EX-EASTER ISLAND HEAD
Tucked away behind the grand Philharmonic, tonight the Music Room plays host to Liverpool’s own experimental trio EX-EASTER ISLAND HEAD for the launch of their latest album TwentyTwo Strings. With their previous record Large Electronic Ensemble being released back in 2014, Twenty-Two Strings feels long overdue to the crowd eagerly anticipating their return to the stage.
With support from Liverpool-based producer KEPLA, the mood is set as the rather sophisticated audience take their seats in the intimate setting, which mirrors the set-up of a jazz bar. As Kepla begins his set, the avant-garde audio and visuals immediately capture the audience’s attention as he takes us on a mysterious journey of desperation and despair, with urgent scurries and dramatic dynamics creating an uncomfortable yet captivating ambience. Kepla’s uninterrupted set develops a story through moody undertones and uncertain images, reflected through crystal formations that fade into darkness as each timbre swims in and out of the sound scape. The set comes to a sudden stop with the echo of crickets leaving the audience with a feeling of serenity, ready for Ex-Easter Island Head to take the stage.
As the overhead projection comes into focus, Ex-Easter Island Head are mirrored from a bird’s eye view, enabling the crowd to see exactly how each sound is created. With the band’s unusual line-up of drums and four guitars laid onto tables; soft beaters caress the strings, generating a synth sound whilst also providing a beat which the drums proceed to replicate. The unusual timing opens up space for floating motifs, repeated at different pitches using the contrasting tunings of the guitars. As the hi-hat keeps tempo, melodies interweave with sweeping hooks rather than one singular main riff.
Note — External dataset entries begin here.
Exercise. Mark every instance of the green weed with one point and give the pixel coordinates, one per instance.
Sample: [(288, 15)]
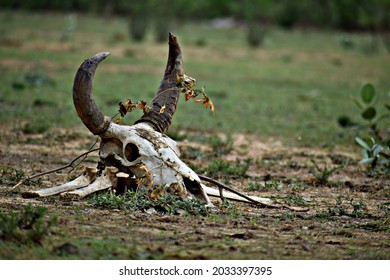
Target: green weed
[(322, 174), (268, 185), (141, 201), (10, 176)]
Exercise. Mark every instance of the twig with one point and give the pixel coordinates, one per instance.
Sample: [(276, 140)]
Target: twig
[(223, 186), (70, 164)]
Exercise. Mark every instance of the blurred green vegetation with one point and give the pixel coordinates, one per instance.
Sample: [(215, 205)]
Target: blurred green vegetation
[(295, 86), (344, 14)]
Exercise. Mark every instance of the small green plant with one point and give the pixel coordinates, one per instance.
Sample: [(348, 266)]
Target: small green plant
[(375, 143), (272, 184), (220, 146), (232, 210), (295, 200), (141, 201), (344, 209), (29, 226), (322, 174)]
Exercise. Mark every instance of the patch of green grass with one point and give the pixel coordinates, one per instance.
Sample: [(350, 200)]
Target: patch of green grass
[(297, 101), (141, 201), (295, 200), (10, 176), (322, 174), (268, 185)]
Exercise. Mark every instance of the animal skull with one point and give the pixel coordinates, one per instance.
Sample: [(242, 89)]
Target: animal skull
[(140, 155)]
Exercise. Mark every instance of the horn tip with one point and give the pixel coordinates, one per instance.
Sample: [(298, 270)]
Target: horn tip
[(100, 56)]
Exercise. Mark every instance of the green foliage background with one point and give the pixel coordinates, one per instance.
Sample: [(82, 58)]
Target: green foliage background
[(341, 14)]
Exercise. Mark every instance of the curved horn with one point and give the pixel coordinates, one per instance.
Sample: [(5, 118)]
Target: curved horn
[(83, 101), (165, 101)]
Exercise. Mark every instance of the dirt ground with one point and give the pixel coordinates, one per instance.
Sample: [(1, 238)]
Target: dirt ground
[(346, 217)]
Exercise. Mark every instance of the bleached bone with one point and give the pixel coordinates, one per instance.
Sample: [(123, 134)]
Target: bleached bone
[(83, 180), (233, 196), (104, 181)]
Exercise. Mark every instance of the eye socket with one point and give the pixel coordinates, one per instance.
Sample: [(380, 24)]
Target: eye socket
[(131, 152)]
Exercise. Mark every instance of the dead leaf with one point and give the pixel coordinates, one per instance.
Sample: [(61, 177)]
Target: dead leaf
[(129, 106), (156, 194), (206, 101)]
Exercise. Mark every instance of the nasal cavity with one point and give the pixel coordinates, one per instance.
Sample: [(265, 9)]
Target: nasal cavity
[(131, 152)]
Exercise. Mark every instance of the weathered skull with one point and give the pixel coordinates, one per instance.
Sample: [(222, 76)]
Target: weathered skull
[(140, 155), (143, 155)]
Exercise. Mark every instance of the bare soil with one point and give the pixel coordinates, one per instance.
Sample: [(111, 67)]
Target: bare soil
[(347, 216)]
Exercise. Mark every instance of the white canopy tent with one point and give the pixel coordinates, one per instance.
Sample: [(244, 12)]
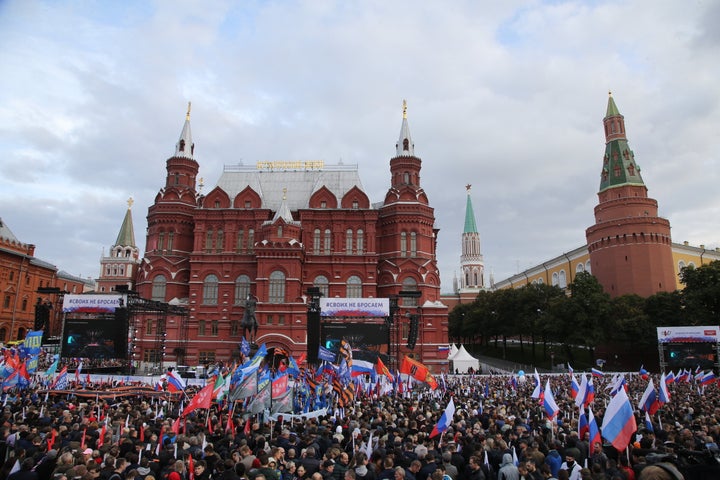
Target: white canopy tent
[(462, 361)]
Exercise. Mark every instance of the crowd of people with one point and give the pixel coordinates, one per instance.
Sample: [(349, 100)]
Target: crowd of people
[(498, 431)]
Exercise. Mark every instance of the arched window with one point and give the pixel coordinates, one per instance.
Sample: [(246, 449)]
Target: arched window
[(241, 241), (242, 289), (210, 290), (159, 288), (209, 241), (410, 285), (322, 283), (277, 287), (220, 241), (316, 241), (328, 244), (354, 287), (251, 240)]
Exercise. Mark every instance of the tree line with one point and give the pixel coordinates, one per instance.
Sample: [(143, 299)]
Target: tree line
[(547, 318)]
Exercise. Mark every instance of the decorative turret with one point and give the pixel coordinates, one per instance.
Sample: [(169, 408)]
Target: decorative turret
[(630, 246), (120, 266), (471, 259)]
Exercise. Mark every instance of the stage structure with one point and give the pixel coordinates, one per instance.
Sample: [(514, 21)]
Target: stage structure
[(101, 330), (689, 347)]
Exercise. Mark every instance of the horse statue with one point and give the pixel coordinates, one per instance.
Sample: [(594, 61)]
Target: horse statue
[(249, 322)]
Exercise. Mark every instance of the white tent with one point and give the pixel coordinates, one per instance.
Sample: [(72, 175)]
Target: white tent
[(462, 361)]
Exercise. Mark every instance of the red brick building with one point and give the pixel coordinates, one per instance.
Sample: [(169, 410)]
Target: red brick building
[(26, 281), (274, 230)]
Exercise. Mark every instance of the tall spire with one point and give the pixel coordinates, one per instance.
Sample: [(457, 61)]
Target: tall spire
[(619, 167), (185, 146), (470, 226), (404, 146), (126, 236)]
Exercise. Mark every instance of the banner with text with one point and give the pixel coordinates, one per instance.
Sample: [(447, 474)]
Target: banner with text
[(354, 307)]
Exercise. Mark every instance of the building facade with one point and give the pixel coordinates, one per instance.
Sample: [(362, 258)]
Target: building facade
[(272, 231), (27, 282)]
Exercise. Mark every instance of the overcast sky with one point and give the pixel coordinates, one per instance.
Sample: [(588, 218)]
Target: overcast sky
[(507, 96)]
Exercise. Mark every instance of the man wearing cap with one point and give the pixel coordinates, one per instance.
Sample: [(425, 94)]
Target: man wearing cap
[(327, 468), (570, 464)]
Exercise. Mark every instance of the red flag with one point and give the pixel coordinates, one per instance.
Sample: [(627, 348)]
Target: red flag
[(381, 369), (418, 371), (51, 440), (201, 399), (191, 467)]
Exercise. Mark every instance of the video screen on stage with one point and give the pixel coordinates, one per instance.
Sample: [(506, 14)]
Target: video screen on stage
[(361, 336), (691, 355), (96, 338)]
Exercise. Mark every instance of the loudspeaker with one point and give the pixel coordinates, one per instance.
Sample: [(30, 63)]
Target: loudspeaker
[(313, 334), (412, 334), (42, 316)]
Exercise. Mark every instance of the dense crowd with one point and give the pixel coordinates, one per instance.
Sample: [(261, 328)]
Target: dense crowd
[(497, 432)]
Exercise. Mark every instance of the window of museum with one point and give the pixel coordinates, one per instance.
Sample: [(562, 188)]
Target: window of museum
[(159, 288), (251, 240), (241, 239), (354, 287), (242, 289), (206, 357), (277, 287), (322, 283), (327, 244), (210, 290), (220, 241), (208, 242), (316, 241)]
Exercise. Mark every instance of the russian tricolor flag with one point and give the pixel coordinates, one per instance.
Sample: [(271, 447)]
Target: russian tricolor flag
[(175, 382), (619, 421), (445, 419)]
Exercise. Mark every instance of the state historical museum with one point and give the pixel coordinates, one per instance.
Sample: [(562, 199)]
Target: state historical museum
[(273, 232)]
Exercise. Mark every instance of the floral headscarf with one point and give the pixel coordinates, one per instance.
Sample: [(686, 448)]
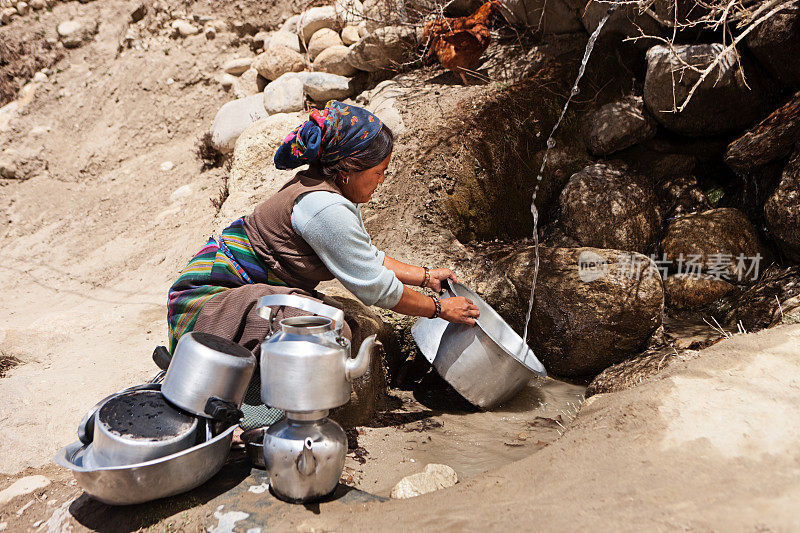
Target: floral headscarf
[(336, 132)]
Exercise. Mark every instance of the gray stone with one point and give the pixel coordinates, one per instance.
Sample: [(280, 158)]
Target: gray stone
[(284, 95), (776, 45), (558, 16), (285, 38), (722, 103), (321, 40), (350, 35), (772, 139), (233, 118), (385, 48), (606, 206), (237, 65), (321, 86), (711, 242), (278, 60), (334, 61), (686, 291), (618, 125), (434, 477), (315, 19), (592, 307), (782, 210)]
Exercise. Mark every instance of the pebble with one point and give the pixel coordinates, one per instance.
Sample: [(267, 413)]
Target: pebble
[(23, 486)]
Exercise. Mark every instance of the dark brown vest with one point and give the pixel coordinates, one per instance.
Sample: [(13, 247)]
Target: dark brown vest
[(274, 240)]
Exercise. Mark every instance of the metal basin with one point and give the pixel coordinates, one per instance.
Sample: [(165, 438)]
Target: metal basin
[(151, 480), (487, 363)]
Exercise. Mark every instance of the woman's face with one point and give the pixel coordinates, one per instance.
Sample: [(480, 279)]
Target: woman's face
[(360, 185)]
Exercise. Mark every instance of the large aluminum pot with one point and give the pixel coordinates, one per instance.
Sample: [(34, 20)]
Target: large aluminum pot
[(487, 363), (139, 426), (159, 478), (208, 374)]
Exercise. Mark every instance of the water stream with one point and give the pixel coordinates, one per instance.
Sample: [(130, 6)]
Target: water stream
[(551, 142)]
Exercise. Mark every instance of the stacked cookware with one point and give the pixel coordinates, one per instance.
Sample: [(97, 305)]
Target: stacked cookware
[(164, 437), (306, 370)]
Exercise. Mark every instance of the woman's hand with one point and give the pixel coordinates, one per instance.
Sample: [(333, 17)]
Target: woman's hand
[(437, 276), (459, 309)]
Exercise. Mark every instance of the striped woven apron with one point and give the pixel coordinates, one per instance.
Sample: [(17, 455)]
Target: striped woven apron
[(222, 264)]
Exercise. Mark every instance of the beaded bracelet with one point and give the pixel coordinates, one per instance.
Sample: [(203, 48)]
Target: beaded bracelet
[(438, 305)]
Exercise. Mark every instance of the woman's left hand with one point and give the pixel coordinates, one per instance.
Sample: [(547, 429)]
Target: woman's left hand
[(438, 275)]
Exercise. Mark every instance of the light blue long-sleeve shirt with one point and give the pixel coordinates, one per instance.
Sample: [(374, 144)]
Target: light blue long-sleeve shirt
[(332, 226)]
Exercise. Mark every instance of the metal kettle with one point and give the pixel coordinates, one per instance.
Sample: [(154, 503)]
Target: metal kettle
[(306, 365)]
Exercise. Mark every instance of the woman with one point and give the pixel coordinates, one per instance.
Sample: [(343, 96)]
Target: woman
[(309, 231)]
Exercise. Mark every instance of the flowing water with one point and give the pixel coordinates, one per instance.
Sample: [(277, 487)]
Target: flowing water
[(551, 142)]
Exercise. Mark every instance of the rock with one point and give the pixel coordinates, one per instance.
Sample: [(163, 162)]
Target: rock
[(776, 45), (607, 207), (237, 65), (321, 86), (772, 139), (253, 175), (139, 13), (278, 60), (334, 61), (350, 35), (722, 103), (284, 38), (782, 210), (558, 16), (680, 196), (184, 28), (233, 118), (284, 95), (23, 487), (684, 291), (385, 48), (719, 242), (248, 84), (592, 307), (434, 477), (316, 18), (73, 33), (322, 39), (617, 126), (369, 391)]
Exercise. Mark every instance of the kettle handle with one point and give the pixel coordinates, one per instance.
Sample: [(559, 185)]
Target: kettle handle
[(264, 308)]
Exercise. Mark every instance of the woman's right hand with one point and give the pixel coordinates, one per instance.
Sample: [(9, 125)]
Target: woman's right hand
[(459, 310)]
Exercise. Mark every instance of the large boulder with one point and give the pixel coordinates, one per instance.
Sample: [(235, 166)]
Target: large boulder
[(547, 16), (606, 206), (233, 118), (278, 60), (316, 18), (618, 125), (776, 45), (685, 291), (772, 139), (592, 307), (782, 210), (384, 49), (719, 242), (731, 97), (333, 60), (321, 40), (284, 95), (253, 175)]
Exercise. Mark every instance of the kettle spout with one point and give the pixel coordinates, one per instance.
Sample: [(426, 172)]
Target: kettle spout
[(306, 464), (357, 367)]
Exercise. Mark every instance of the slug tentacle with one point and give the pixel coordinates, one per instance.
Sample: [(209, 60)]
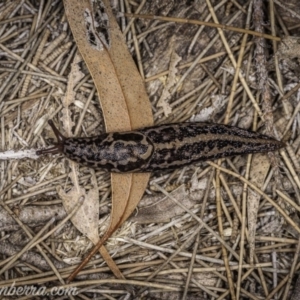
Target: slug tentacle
[(59, 146), (161, 147)]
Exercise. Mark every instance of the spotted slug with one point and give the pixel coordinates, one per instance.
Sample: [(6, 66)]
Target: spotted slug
[(160, 147)]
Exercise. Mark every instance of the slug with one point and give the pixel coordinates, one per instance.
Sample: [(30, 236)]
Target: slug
[(160, 147)]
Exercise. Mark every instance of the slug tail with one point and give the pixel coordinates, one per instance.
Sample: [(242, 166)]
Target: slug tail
[(58, 147)]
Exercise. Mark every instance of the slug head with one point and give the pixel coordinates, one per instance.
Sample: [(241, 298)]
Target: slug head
[(58, 147)]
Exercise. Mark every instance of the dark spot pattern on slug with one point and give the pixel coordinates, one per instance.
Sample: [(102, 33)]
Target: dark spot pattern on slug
[(163, 147)]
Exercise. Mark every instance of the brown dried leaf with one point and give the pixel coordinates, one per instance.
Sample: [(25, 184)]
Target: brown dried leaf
[(124, 102), (259, 170), (87, 216)]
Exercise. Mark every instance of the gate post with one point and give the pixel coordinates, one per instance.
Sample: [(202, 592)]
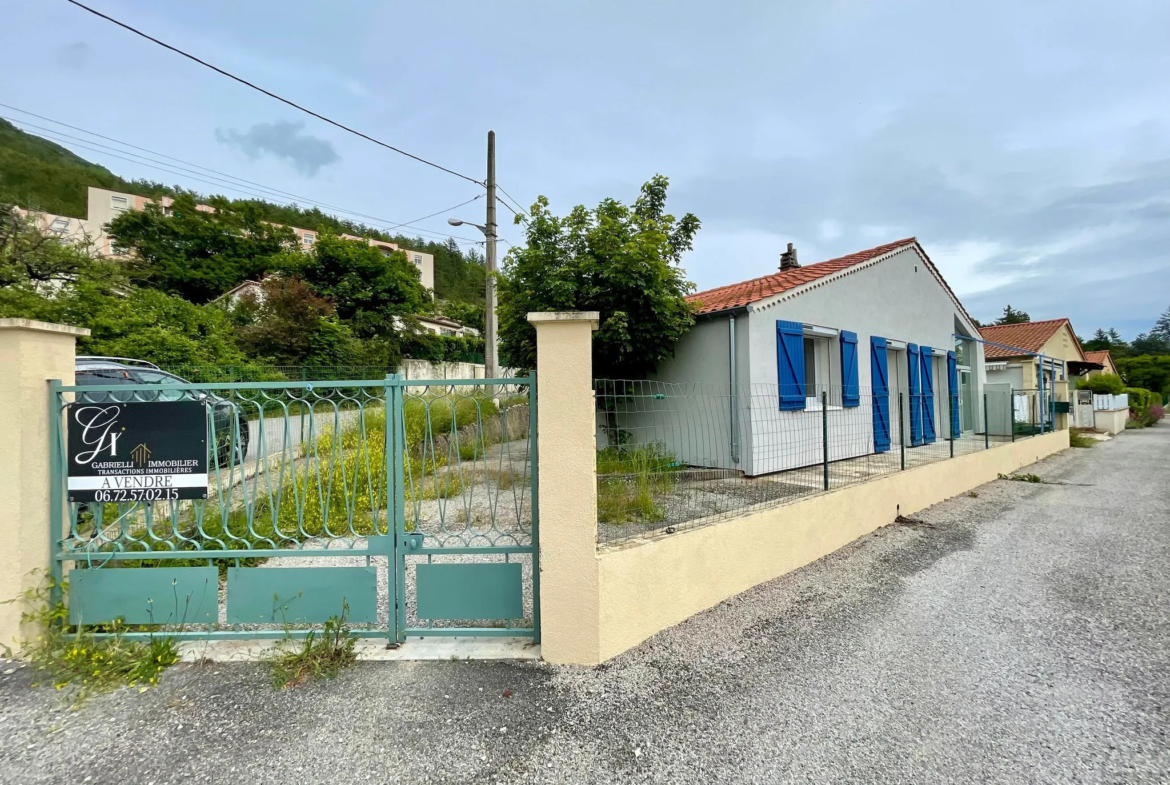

The band keep the focus on their stage presence with every motion mirrored by each member, forming what can only be described as an innovative and eloquent synchronised dance. With a mixture of bold, striking arm movements and graceful shuffles along with the unusual beat, Ex-Easter Island Head deliver an exquisite performance, engaging every single audience member with their tranquil yet strangely powerful execution of each track.
Continuing the theme of uninterrupted performances, the trio incorporate a wide dynamic variation into their set, which acts as a subtle indicator for the beginning and end of each composition. The clever use of the filling of soundscapes with diminished and desperate sounds allows room for more expressive movements from the group, amounting to the gig becoming more of an avant-garde performance art as opposed to a classic album launch. As the expressive motions become more and more sporadic, a dramatic climax is reached before the set comes to a sudden end, with the crowd’s cheers echoing through the intimate Music Room.